I. Cold War with China is Dangerous
Sixty-six organizations, including Peace Action, issued a statement with the following key points:
# We are deeply concerned about the growing Cold War mentality driving the U.S. approach to China.
# Worryingly, both parties are increasingly latching onto a dangerously short-sighted worldview that presents China as the pivotal existential threat to U.S. prosperity and security, and counsels zero-sum competition as the primary response.
# The true global challenges of today -- like economic inequality and lack of opportunity, climate change, nuclear proliferation, pandemics, financial crises, supply chain disruption and ethnonationalism -- will require joint, non-military solutions with China and other countries.
# Instead, the level of demonization and outdated Cold War thinking driving Washington, threatens to fuel destabilizing arms-racing and risks escalation towards a predictably devastating conflict.
# President Biden and Congress should focus on innovation, cooperation and multilateral approaches, not hostility and confrontation, to address shared challenges and areas of concern.
# If the U.S. government doesn't change course quickly, this dangerous bipartisan push for a new Cold War with China risks empowering hardliners in both countries, fueling more violence against Asian American and Pacific Islander communities, and failing to confront the truly existential-shared threats we face this century." (Statement is found in Peace Action of Michigan "Flash!", SUMMER 2021).
President Biden's Battle: Guns or Butter?
President Joe Biden's big spending on the American Jobs Plan offers hope for decent jobs improving roads, bridges, and broadband. His American Families Plan offers hope for investments in childcare and community college, and lowering taxes with the Child Tax Credit. Child poverty could be cut by 50%.
But big spending on "butter" can be stymied by overspending on "guns." In the 1960's battle between guns (Vietnam) and butter (The Great Society), well-intended programs of social uplift were squeezed by a lack of financial outlays.
President Lyndon Johnson got the legislation for "The Great Society" adopted, However, LBJ undermined it by spending American blood and taxes fighting the U.S. war in Vietnam. Will Joe Biden avoid a similar failure? He wants to "Build Back Better," but will he get the resources without reducing Pentagon overspending?
Although Biden has extended the New START cap on nuclear weapons with Russia, he is going ahead with the rising costs associated with upgrading all the U.S. nuclear armaments. Is that affordable or safe? Can the U.S. afford the financial drain and blowback from over 800 military bases in dozens of countries around the world?
Biden continues to transfer more military assets to the South China Sea and near to Taiwan. Will some variant of a Tonkin Gulf Incident sink his domestic programs?
Given his domestic priorities for building back better, why is Biden proposing an increase in the Defense Budget over President Trump? Does he really think Americans can afford both "guns and butter?"
President Dwight Eisenhower offered a cautionary vision: "There is no way in which a country can satisfy the craving for absolute security, but it can bankrupt itself morally and economically in attempting to reach that illusory goal through arms alone." (Source: Same as above).
A Bunch of Lies
The Washington Post published "The Afghanistan Papers" based on confidential documents written by the Pentagon.
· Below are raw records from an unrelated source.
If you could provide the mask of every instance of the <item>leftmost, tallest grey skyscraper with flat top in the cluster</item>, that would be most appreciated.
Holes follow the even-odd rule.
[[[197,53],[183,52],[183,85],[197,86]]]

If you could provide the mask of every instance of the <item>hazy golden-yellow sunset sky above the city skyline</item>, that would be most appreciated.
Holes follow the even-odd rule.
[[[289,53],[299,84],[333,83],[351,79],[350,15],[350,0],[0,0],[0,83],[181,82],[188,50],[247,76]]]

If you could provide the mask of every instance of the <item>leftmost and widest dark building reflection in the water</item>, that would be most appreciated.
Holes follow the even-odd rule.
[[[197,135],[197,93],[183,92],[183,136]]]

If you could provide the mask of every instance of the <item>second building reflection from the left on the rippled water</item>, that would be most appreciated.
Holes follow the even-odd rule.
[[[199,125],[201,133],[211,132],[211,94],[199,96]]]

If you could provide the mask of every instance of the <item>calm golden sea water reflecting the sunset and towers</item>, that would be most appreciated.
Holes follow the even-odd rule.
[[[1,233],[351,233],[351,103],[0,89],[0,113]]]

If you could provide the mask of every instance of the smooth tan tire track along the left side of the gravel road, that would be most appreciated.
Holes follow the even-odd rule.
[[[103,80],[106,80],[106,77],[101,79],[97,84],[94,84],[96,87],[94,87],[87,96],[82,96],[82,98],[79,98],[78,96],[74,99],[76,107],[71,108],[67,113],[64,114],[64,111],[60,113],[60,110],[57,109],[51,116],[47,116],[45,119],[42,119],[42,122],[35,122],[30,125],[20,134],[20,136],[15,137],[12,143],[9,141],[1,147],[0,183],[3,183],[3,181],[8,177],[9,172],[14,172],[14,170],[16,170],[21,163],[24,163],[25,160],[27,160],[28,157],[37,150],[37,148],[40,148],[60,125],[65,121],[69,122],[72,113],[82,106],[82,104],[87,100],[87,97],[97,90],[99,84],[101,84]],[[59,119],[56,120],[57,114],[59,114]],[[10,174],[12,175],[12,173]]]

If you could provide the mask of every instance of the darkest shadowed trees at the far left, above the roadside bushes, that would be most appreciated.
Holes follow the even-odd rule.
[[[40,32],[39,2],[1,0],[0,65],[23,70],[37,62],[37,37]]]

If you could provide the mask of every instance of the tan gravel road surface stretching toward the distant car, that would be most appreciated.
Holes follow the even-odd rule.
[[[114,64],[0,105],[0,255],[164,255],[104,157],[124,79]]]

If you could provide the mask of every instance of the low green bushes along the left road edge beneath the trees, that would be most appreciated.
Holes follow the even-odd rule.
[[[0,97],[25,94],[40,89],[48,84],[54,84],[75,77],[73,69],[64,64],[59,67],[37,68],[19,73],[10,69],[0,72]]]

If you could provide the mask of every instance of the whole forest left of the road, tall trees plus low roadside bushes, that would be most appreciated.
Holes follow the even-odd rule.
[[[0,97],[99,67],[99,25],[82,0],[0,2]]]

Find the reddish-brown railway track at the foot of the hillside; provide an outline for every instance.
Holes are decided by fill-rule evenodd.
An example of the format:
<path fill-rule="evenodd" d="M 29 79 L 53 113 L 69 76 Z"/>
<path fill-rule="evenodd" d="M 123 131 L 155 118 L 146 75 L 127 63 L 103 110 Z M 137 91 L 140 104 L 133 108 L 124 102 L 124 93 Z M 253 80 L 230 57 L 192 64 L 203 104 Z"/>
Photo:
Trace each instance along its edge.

Those papers reveal the real results of war in Afghanistan.
U.S. officials failed to develop a clear strategy for war in Afghanistan. They admitted to fueling corruption by flooding the country with money and then turning a blind eye. They confessed that almost everything they did to end opium farming in Afghanistan backfired.
U.S. officials failed to tell the truth about the progress of the war in Afghanistan. One U.S. veteran wrote, "Every data point was altered to present the best picture possible. Truth was rarely welcome."
Will Congress learn from the tragic mistakes? Will Congress conduct hearings to hear from those who lied to us? (Source: Found in Peace Action of Michigan "Flash!", Winter-January 2020).